Nobody wants some outside expert coming in and making "their" sysadmins lives' difficult, so we have no coordination worth speaking of when it comes to situational awareness.

Nobody in the corporate/civilian infrastructure world wants to hear they can't have their savings by hooking up their controls to the internet using insecure communications, so hackers can get at power, sewage treatment, gas flow, and other controls.

The technical expertise exists, but it's mostly not listened to or stonewalled behind endless fact-finding committees. After all, nobody's Pearl-Harbored us yet, right? So it can't happen. Alarmists, the lot of them, cybersecurity types.

infosec_jedi said...

"Cyber" is one of those unfortunate buzz words that media types have latched onto. Whenever I see it in an article I know that the journalist is sensationalizing something rather than discussing something they have knowledge of.

Generally by cyber security we mean information security, information assurance or any other number of terms. This means defense in depth, to include properly configured routers, firewalls, intrusion detection/prevention systems, anti-virus systems, segmentation, access lists, authentication, etc.

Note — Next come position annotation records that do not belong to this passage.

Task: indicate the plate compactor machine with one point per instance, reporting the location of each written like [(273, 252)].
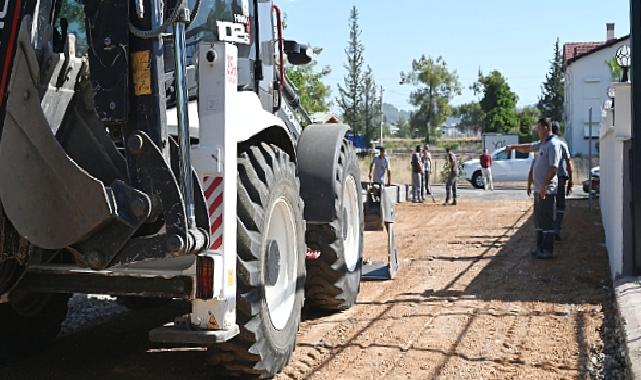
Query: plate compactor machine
[(166, 162)]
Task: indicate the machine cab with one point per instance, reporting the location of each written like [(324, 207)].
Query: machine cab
[(248, 24)]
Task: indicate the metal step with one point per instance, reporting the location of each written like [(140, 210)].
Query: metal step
[(173, 334)]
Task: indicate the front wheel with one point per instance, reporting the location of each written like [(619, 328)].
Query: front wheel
[(333, 280), (271, 266)]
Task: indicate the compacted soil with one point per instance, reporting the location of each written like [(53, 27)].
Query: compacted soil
[(468, 303)]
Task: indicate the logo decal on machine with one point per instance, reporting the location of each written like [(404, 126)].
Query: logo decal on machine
[(234, 32), (214, 196)]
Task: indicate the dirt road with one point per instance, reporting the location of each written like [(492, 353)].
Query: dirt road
[(468, 303)]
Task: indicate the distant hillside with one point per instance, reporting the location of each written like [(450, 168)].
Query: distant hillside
[(393, 114)]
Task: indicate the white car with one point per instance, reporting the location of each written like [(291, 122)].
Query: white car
[(506, 167)]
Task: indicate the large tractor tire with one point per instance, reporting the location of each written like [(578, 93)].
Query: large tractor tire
[(271, 266), (30, 323), (333, 280)]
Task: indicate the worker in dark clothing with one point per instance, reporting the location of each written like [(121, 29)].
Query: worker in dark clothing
[(450, 186), (544, 178), (427, 167), (417, 174), (564, 175)]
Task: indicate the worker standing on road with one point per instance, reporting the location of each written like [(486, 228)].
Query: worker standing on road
[(544, 178), (486, 168), (427, 167), (380, 166), (564, 175), (417, 173), (450, 186)]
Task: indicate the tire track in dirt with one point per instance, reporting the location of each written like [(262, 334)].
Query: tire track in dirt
[(365, 353)]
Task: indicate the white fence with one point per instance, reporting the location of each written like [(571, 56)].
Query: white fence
[(615, 131)]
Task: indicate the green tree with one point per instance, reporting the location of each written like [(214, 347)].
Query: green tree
[(528, 117), (498, 103), (308, 81), (552, 98), (371, 112), (436, 87), (74, 12), (351, 92), (471, 116)]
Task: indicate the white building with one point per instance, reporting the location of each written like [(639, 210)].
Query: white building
[(587, 78)]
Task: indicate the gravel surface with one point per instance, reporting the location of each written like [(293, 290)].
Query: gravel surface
[(86, 311), (468, 303)]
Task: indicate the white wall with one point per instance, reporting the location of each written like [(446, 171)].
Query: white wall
[(611, 140), (586, 85)]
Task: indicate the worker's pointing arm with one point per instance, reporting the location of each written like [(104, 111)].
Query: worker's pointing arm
[(521, 148)]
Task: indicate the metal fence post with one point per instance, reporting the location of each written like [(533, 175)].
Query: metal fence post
[(590, 157)]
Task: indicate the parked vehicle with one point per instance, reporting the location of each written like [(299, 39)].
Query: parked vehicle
[(507, 167), (596, 181)]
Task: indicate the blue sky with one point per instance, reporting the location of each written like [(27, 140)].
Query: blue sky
[(515, 37)]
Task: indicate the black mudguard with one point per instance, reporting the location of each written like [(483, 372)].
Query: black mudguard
[(317, 153)]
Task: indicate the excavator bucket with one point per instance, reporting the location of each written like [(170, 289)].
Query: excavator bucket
[(50, 199)]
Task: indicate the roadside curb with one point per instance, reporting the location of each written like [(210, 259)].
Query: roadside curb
[(627, 292)]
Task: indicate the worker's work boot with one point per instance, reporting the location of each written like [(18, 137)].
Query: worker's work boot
[(544, 255)]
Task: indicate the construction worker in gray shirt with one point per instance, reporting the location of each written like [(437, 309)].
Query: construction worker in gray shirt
[(564, 175), (544, 178)]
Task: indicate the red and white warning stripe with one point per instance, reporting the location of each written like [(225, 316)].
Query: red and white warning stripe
[(214, 195)]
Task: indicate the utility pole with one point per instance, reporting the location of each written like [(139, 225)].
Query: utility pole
[(590, 158), (635, 163), (382, 119)]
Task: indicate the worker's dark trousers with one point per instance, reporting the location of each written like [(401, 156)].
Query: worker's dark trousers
[(450, 186), (544, 222), (560, 204), (426, 183)]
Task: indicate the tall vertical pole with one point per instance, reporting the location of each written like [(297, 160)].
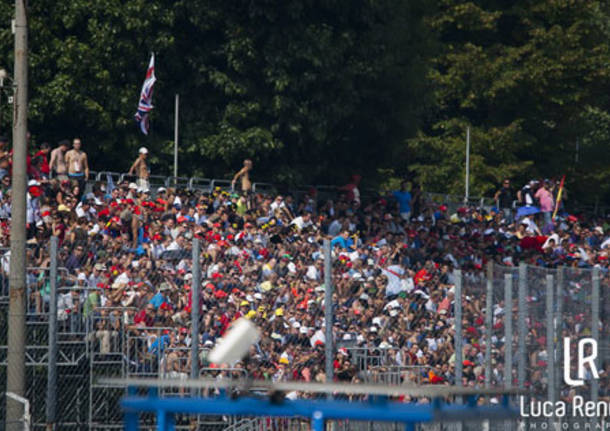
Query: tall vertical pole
[(522, 330), (458, 328), (595, 327), (328, 310), (508, 331), (550, 341), (176, 116), (16, 320), (467, 191), (559, 300), (195, 307), (488, 322), (52, 373)]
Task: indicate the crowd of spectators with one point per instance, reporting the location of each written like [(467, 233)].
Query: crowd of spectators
[(127, 256)]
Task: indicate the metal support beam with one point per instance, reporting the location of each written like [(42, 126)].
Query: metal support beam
[(16, 315)]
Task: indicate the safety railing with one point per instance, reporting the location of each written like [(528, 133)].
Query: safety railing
[(399, 374), (366, 357)]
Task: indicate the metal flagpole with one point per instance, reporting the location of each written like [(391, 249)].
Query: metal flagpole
[(176, 112), (467, 191), (16, 315)]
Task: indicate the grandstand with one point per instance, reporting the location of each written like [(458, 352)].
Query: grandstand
[(396, 289)]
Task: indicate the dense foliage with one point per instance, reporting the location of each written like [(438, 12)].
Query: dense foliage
[(314, 91)]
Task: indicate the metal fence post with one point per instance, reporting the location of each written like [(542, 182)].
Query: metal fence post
[(488, 322), (328, 311), (595, 327), (550, 340), (559, 282), (508, 330), (458, 328), (522, 330), (51, 402), (195, 289)]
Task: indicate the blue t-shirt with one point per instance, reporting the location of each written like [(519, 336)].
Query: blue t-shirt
[(404, 200), (343, 243), (157, 300)]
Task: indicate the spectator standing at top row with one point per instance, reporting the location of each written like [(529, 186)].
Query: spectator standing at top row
[(77, 164), (404, 201), (504, 200), (57, 165), (4, 157), (547, 203), (140, 168), (246, 184)]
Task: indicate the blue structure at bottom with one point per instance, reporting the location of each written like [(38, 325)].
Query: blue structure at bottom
[(377, 409)]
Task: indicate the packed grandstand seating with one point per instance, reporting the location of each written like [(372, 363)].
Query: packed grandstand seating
[(125, 277)]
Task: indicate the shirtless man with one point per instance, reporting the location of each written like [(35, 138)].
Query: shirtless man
[(78, 167), (57, 165), (140, 168), (244, 173)]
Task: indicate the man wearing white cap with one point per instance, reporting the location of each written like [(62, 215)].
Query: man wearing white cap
[(140, 168)]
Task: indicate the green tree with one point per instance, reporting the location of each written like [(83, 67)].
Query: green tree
[(311, 90), (522, 75)]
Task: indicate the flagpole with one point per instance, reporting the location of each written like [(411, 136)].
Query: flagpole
[(176, 112), (466, 193)]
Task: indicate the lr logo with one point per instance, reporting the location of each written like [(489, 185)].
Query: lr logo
[(582, 359)]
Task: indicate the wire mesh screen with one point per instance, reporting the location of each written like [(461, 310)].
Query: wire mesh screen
[(125, 284)]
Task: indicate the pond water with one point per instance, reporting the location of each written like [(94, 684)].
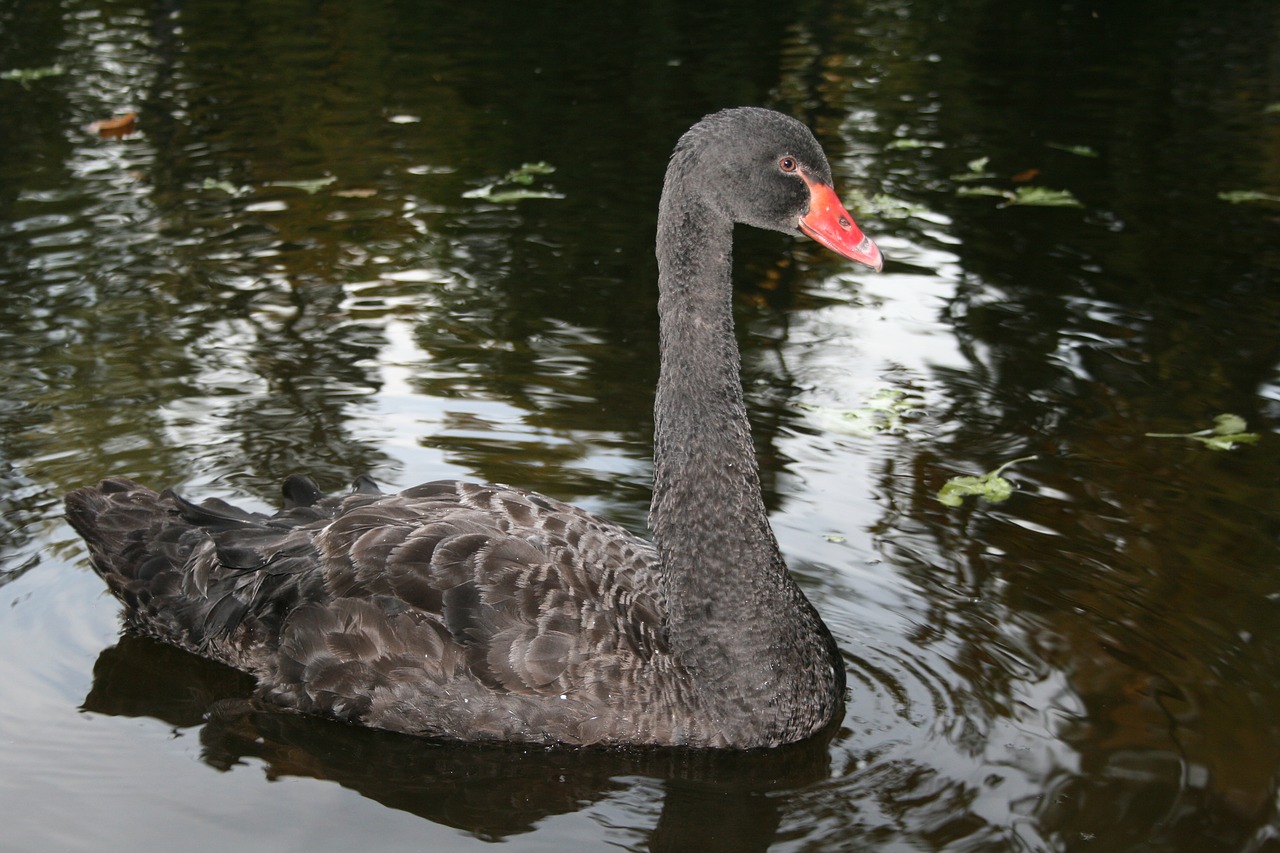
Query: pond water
[(287, 267)]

I think one of the main reasons the US is so vulnerable is because many of the people who are at the top of their organizations Information Technology section lack an understanding of Information Assurance. They are simply bureaucrats, bean counters, who just run down their required checklists and that's it.

greg said...

A lot of the concern is more on infrastructure security -- protecting the power grid, water supplies, etc. Because those things are set up by individual companies, there is a wide variance in how secure their computer systems are, both internally and from external threats. I have been meaning to do more reading on the subject. If you find any good books on the topic, be sure to share 'em.